A country's population is determined by three things: how many people are born, how soon they die and how many leave or enter the country. Fertility, as we have seen, is rising in Africa and parts of the developing world but falling in Europe and the Far East. Mortality, by contrast, thanks to medical advance, is falling almost everywhere: global life expectancy has risen from 46 in 1950 to 65 in 2008 and is expected to reach 75 by 2050; in Europe it will be 82 by mid-century. Migration, despite the heat it generates as a political issue, is a marginal factor in population issues. It would take massive numbers of immigrants – some 700 million throughout Europe – with unthinkable cultural and identity tensions, to counter the low-birthrates. Fertility is the key engine to population rise and fall.

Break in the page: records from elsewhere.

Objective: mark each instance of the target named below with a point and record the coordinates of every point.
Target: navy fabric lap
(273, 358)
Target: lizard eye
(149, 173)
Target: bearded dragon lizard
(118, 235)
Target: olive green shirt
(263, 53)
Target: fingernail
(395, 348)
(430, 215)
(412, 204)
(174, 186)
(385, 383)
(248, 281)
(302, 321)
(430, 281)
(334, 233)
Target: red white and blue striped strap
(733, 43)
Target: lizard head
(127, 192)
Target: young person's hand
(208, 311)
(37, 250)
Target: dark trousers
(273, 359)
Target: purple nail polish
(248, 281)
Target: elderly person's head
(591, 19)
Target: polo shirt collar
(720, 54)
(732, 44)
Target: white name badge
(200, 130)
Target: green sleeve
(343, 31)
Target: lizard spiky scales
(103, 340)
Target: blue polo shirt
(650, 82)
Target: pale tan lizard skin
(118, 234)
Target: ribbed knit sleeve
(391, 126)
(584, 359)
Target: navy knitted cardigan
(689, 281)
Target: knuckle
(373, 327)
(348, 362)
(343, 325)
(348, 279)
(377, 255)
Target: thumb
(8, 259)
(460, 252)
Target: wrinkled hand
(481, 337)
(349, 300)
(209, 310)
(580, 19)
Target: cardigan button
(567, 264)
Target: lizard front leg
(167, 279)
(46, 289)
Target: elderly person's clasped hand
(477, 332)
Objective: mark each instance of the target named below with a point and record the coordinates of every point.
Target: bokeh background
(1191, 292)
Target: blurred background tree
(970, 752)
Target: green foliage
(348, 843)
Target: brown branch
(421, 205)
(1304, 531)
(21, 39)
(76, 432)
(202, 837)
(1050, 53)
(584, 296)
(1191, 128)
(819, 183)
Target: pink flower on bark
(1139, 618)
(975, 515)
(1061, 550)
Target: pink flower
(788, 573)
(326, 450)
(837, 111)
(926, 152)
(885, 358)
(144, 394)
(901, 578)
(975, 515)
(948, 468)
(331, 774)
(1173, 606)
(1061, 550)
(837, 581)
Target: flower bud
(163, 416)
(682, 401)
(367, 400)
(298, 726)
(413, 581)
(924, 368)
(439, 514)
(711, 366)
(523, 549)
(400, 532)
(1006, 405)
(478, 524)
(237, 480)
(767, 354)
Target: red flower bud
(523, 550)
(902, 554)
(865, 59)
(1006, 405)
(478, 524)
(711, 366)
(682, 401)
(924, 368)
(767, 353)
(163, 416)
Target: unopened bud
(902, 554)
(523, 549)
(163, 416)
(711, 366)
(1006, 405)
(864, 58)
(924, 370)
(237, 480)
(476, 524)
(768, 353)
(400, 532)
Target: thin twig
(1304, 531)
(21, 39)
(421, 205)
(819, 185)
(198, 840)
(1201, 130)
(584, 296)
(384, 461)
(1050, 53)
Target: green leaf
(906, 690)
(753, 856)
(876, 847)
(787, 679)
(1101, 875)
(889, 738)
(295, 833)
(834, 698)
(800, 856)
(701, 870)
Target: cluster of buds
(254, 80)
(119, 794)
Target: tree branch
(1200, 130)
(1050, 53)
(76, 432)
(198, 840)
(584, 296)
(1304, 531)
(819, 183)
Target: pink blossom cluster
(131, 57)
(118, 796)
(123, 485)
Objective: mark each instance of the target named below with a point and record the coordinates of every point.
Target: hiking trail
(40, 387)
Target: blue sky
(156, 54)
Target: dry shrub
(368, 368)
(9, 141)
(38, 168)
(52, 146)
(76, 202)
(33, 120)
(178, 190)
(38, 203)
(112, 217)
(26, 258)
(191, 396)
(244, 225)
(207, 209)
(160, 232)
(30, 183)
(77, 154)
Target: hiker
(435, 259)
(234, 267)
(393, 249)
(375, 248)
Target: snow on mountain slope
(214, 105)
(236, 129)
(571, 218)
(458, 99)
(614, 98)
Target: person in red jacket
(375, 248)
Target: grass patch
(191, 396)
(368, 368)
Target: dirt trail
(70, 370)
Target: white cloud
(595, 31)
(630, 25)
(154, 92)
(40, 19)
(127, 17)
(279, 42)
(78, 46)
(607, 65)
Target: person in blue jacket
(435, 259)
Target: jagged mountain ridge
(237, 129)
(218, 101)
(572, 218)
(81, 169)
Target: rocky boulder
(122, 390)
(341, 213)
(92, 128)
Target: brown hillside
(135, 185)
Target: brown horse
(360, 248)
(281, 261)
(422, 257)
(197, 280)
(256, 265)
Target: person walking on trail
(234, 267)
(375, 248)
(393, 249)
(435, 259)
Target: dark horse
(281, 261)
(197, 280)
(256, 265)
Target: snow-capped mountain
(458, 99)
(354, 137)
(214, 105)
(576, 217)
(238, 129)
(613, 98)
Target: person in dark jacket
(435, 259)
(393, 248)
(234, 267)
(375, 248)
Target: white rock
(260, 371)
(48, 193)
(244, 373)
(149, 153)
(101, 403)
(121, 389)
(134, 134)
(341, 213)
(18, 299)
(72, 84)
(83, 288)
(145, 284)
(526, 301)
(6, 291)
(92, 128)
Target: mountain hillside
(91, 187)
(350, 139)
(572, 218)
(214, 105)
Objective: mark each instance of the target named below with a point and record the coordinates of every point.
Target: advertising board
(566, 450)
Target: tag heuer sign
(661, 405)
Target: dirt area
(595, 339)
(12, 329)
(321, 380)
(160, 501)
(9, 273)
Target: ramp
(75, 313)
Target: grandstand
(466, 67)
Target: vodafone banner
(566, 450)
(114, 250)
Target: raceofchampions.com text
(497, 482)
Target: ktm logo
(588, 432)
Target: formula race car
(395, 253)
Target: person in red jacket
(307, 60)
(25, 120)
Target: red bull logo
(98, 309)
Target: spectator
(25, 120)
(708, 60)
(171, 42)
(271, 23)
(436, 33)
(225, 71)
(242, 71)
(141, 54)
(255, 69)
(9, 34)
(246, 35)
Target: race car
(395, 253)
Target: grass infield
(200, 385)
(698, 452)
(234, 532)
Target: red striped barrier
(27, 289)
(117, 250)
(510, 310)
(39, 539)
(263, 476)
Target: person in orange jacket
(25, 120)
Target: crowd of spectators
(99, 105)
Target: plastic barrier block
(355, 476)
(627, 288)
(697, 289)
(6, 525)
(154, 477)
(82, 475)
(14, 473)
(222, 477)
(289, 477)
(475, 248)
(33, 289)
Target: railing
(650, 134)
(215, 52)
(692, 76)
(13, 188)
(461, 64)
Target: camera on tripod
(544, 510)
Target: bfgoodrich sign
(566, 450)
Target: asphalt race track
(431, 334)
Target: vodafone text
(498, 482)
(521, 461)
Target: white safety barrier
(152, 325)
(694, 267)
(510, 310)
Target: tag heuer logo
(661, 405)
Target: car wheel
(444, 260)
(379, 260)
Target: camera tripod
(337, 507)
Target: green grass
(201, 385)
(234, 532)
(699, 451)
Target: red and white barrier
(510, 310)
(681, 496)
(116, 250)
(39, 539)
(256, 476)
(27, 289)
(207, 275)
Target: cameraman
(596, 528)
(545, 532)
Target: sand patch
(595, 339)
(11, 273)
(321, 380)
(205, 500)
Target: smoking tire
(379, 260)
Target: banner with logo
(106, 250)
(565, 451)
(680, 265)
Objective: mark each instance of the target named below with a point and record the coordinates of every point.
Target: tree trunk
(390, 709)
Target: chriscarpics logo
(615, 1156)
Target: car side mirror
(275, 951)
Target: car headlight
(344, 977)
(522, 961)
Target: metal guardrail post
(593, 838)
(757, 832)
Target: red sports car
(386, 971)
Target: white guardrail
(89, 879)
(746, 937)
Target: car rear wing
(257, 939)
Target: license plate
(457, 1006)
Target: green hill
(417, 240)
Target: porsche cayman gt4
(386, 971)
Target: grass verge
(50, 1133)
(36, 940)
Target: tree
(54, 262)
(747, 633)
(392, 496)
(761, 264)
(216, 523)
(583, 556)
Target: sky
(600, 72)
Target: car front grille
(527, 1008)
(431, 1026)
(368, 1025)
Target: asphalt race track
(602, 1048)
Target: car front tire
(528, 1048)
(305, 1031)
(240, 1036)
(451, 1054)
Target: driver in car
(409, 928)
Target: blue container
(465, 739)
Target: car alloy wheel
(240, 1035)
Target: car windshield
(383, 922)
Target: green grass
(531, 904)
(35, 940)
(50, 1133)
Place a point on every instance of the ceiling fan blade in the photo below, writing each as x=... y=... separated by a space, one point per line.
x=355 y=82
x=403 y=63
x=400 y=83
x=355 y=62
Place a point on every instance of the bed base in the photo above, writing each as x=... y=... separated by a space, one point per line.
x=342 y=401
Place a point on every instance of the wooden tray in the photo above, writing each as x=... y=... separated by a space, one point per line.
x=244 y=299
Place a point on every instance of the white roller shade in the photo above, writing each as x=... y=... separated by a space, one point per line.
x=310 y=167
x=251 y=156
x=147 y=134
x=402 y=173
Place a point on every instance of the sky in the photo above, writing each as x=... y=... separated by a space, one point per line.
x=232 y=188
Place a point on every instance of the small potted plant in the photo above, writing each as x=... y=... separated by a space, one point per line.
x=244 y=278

But the most interesting elements of the article are the explorations of the changing economic and cultural realities in different regions and countries--and among different groups within those regions and countries--and the resulting changes in population growth. Those elements also address the likely reasons for the unlikely results: the qualified role of poverty, the role of education and outside work for women, the countering role of more conservative or fundamentalist religion, and perhaps most important, the level of emacipation and status of women, and the changing, accomodating roles of men and government programs.

In the US, like Japan, 20 per cent of women born between 1956 and 1972 are childless and likely to remain so. The figure could rise to 25 per cent. Revealingly, the incidence rises with education and income. A third of women graduates in their late thirties have no children. And only 20 per cent of women with MBAs have kids, compared with 70 per cent of MBA men. [That is, 80% of women with MBAs have no children.]

By contrast 40 per cent of college-educated American women are not in the workforce, but they are still not having many kids; the number of women with only one child has doubled since 1976. And in that same year 36 per cent of women had four or more children but less than 10 per cent do today. Childlessness is now a fashionable lifestyle choice, as it is in Germany where 27.8 per cent of women born in 1960 are childless, far more than any other European country. (In France the figure is just 10.7 per cent.)

The article provides many more interesting examples and more explanatory analysis. It is well worth reading. But we should also bear in mind a point of caution and qualification tucked into the middle of the article:

How seriously should we take all this? "All population projections are wrong," concedes Professor Coleman. "The question is by how much?"

Too true. But we know the changes that have already occurred, and that we are continuing in that same direction. And we know the resulting problems about to be visited upon us.